A MSTNDel273C mutation with FGF5 knockout sheep by CRISPR/Cas9 promotes skeletal muscle myofiber hyperplasia

Abstract

Mutations in the well-known Myostatin ( MSTN ) produce a “double-muscle” phenotype, which makes it commercially invaluable for improving livestock meat production and providing high-quality protein for humans. However, mutations at different loci of the MSTN often produce a variety of different phenotypes. In the current study, we increased the delivery ratio of Cas9 mRNA to sgRNA from the traditional 1:2 to 1:10, which improves the efficiency of the homozygous mutation of biallelic gene. Here, a MSTN Del273C mutation with FGF5 knockout sheep, in which the MSTN and FGF5 dual-gene biallelic homozygous mutations were produced via the deletion of 3-base pairs of AGC in the third exon of MSTN , resulting in cysteine-depleted at amino acid position 273, and the FGF5 double allele mutation led to inactivation of FGF5 gene.
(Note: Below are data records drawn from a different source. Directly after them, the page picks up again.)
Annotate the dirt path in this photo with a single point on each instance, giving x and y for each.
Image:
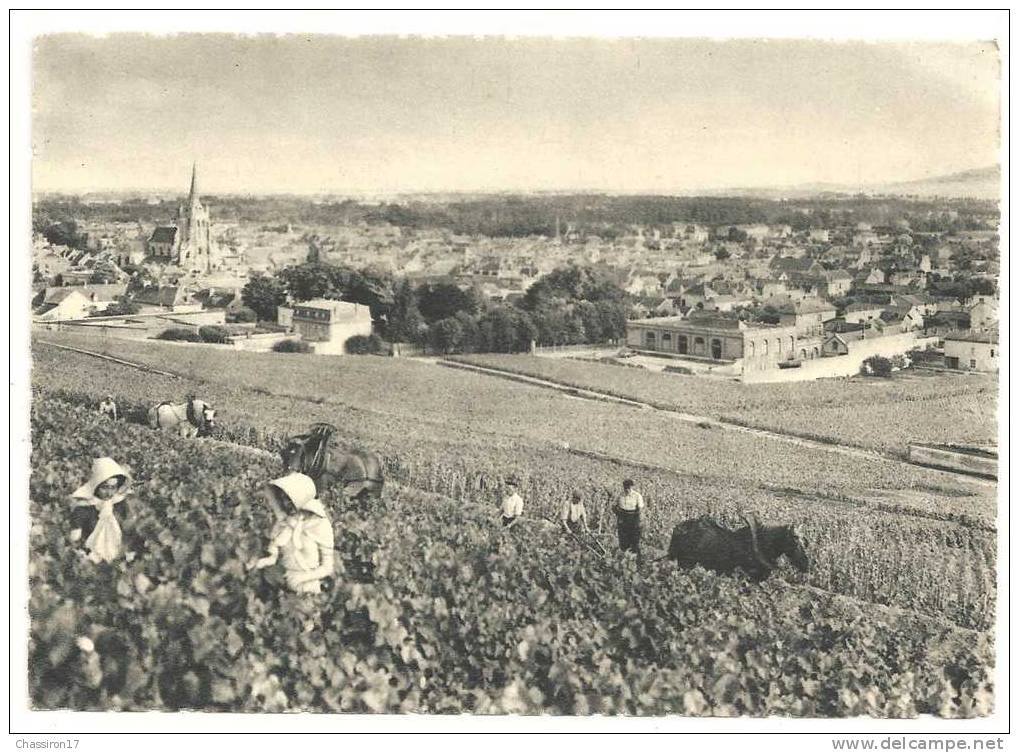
(707, 422)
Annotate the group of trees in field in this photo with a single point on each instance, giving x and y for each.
(569, 306)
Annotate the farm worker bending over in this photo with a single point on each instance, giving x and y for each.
(574, 514)
(108, 408)
(513, 504)
(303, 534)
(92, 514)
(628, 509)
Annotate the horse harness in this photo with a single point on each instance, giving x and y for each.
(755, 547)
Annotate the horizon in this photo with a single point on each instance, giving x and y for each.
(306, 115)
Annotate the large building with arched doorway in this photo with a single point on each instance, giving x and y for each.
(755, 345)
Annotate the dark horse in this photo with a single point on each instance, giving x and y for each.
(754, 548)
(358, 472)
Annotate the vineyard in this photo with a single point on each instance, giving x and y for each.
(474, 410)
(933, 553)
(436, 609)
(873, 414)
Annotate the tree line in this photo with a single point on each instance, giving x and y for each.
(569, 306)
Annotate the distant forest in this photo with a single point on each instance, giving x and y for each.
(517, 216)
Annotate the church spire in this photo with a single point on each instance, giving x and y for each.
(194, 194)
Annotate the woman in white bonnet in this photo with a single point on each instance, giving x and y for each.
(302, 535)
(93, 515)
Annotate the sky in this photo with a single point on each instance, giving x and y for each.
(323, 114)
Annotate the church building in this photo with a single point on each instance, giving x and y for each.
(189, 245)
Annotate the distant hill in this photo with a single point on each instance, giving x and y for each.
(982, 182)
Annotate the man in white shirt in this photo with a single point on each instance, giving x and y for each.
(574, 515)
(513, 504)
(108, 408)
(628, 509)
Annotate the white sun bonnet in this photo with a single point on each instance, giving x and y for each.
(301, 490)
(103, 469)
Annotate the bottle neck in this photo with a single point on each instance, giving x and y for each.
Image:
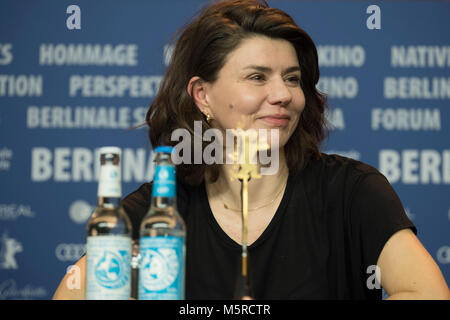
(163, 202)
(109, 184)
(109, 202)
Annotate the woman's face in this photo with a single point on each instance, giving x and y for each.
(258, 88)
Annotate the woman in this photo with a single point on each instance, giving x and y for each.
(322, 224)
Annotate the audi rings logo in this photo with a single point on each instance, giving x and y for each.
(443, 254)
(70, 251)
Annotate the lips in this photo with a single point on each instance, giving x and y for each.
(277, 120)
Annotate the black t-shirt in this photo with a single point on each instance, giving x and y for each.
(330, 227)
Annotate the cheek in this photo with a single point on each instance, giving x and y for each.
(245, 104)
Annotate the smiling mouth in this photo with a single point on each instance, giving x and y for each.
(276, 120)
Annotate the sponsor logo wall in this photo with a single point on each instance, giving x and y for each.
(71, 83)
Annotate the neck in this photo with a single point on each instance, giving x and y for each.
(260, 191)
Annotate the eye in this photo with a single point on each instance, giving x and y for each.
(257, 77)
(293, 79)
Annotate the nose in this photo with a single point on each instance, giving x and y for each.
(279, 93)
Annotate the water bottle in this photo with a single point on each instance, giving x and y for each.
(109, 230)
(162, 237)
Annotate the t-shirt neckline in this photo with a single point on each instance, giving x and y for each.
(266, 233)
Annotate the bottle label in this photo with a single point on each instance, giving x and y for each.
(161, 273)
(164, 182)
(109, 181)
(108, 268)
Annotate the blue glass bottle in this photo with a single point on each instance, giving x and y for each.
(162, 237)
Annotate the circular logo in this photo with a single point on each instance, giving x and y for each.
(69, 251)
(163, 174)
(159, 269)
(80, 211)
(111, 270)
(443, 255)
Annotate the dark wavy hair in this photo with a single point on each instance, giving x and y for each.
(201, 50)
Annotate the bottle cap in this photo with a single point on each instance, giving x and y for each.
(164, 149)
(113, 150)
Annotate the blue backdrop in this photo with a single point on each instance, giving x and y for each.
(75, 79)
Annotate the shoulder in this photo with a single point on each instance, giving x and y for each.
(333, 169)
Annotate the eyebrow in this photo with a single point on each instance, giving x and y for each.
(269, 70)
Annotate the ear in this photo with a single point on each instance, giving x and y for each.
(197, 90)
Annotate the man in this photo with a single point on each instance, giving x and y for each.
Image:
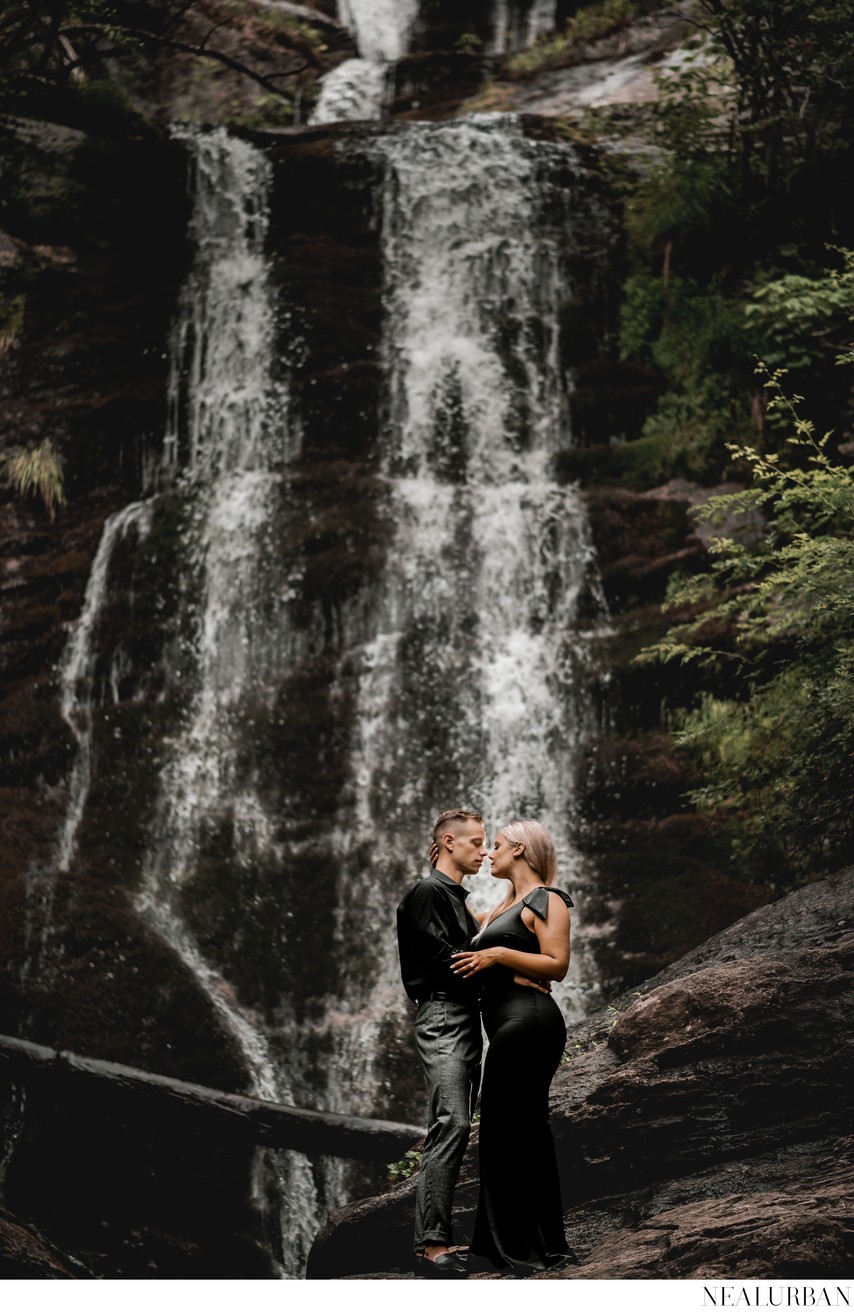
(433, 922)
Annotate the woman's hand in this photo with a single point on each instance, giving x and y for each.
(468, 963)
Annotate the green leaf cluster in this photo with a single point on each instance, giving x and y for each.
(37, 471)
(773, 623)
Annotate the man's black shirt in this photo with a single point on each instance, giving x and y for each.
(433, 922)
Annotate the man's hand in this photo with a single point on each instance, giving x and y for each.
(529, 983)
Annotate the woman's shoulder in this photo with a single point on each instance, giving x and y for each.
(538, 900)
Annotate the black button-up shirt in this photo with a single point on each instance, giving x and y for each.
(433, 922)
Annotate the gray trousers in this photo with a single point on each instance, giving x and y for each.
(449, 1042)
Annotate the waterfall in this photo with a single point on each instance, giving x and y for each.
(227, 441)
(476, 684)
(356, 88)
(462, 667)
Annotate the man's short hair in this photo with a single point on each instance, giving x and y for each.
(451, 821)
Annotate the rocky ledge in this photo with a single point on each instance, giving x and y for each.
(702, 1123)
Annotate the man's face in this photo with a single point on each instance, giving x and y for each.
(470, 848)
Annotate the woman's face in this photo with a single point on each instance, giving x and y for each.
(503, 857)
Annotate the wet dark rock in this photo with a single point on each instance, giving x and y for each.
(702, 1123)
(26, 1256)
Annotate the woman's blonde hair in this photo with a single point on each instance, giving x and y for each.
(539, 853)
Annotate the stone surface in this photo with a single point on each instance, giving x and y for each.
(701, 1123)
(26, 1256)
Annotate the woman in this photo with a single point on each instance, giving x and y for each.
(520, 1215)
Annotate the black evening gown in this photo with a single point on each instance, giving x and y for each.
(520, 1214)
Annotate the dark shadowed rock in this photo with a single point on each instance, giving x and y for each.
(702, 1125)
(26, 1256)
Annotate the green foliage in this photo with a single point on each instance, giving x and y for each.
(800, 320)
(468, 43)
(791, 83)
(406, 1168)
(587, 24)
(774, 617)
(11, 322)
(37, 471)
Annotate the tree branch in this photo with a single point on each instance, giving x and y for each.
(152, 38)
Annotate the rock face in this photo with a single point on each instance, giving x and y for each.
(702, 1125)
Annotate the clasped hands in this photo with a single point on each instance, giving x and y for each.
(468, 963)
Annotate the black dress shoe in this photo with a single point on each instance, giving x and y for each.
(446, 1266)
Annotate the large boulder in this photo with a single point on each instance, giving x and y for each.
(702, 1122)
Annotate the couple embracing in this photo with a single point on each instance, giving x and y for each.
(461, 970)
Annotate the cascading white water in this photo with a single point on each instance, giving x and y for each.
(227, 442)
(478, 657)
(356, 88)
(471, 685)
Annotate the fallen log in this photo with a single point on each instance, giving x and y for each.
(238, 1115)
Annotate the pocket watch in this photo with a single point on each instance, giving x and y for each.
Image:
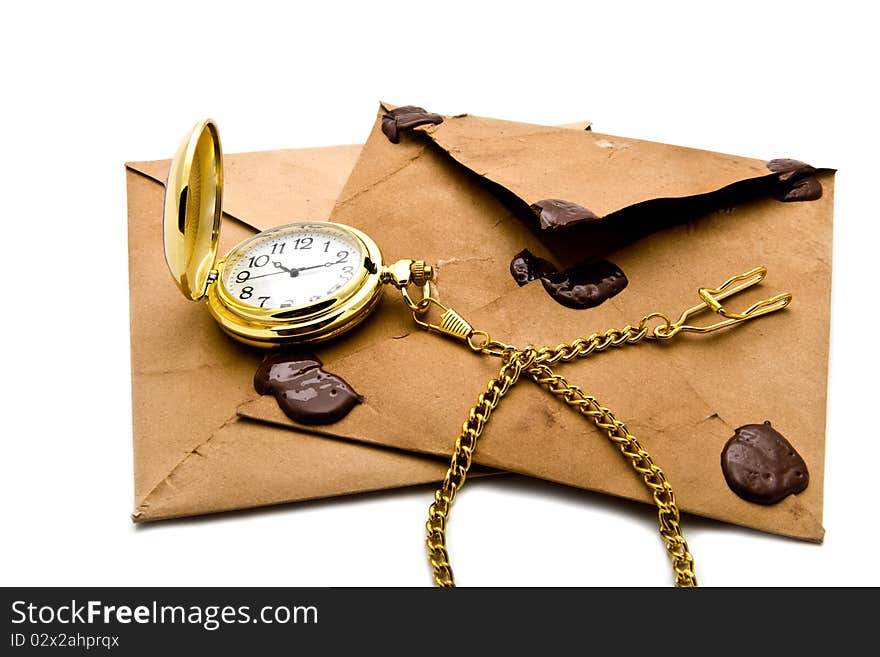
(302, 282)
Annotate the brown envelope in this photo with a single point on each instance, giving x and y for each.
(457, 194)
(192, 454)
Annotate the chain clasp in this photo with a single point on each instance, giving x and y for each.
(711, 300)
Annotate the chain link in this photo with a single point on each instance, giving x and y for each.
(536, 362)
(465, 445)
(628, 444)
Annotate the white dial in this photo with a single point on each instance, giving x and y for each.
(293, 266)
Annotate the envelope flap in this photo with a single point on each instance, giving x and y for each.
(601, 173)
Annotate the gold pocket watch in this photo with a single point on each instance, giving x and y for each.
(298, 283)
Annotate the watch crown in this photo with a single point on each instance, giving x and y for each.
(420, 272)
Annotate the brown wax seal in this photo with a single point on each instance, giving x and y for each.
(585, 284)
(406, 118)
(554, 213)
(796, 180)
(527, 267)
(761, 466)
(304, 391)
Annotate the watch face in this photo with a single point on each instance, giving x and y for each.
(293, 266)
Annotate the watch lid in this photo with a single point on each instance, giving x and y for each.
(193, 208)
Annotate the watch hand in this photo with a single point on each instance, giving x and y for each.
(325, 264)
(274, 273)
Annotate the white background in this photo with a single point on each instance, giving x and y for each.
(88, 86)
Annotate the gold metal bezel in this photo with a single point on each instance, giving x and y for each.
(322, 320)
(193, 209)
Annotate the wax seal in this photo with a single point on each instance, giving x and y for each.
(304, 391)
(554, 213)
(761, 466)
(406, 118)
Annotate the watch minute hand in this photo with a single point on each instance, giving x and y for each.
(323, 264)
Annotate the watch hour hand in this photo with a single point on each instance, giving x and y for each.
(323, 264)
(293, 272)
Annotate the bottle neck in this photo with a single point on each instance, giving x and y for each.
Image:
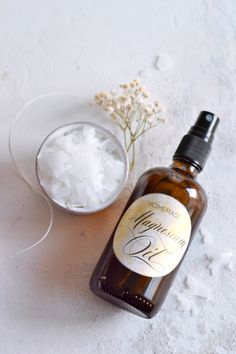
(185, 168)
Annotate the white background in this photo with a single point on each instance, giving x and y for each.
(85, 47)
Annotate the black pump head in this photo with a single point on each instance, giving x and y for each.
(196, 145)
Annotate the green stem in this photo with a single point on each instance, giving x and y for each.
(133, 157)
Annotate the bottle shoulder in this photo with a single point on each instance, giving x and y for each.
(176, 184)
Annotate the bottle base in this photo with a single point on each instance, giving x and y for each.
(125, 303)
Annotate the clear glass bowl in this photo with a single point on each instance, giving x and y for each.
(103, 134)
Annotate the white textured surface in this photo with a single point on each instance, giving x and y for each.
(185, 51)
The MSTN Del273C mutation with FGF5 knockout sheep highlights a dominant “double-muscle” phenotype, which can be stably inherited. Both F0 and F1 generation mutants highlight the excellent trait of high-yield meat with a smaller cross-sectional area and higher number of muscle fibers per unit area. Mechanistically, the MSTN Del273C mutation with FGF5 knockout mediated the activation of FOSL1 via the MEK-ERK-FOSL1 axis. The activated FOSL1 promotes skeletal muscle satellite cell proliferation and inhibits myogenic differentiation by inhibiting the expression of MyoD1, and resulting in smaller myotubes. In addition, activated ERK1/2 may inhibit the secondary fusion of myotubes by Ca 2+ -dependent CaMKII activation pathway, leading to myoblasts fusion to form smaller myotubes.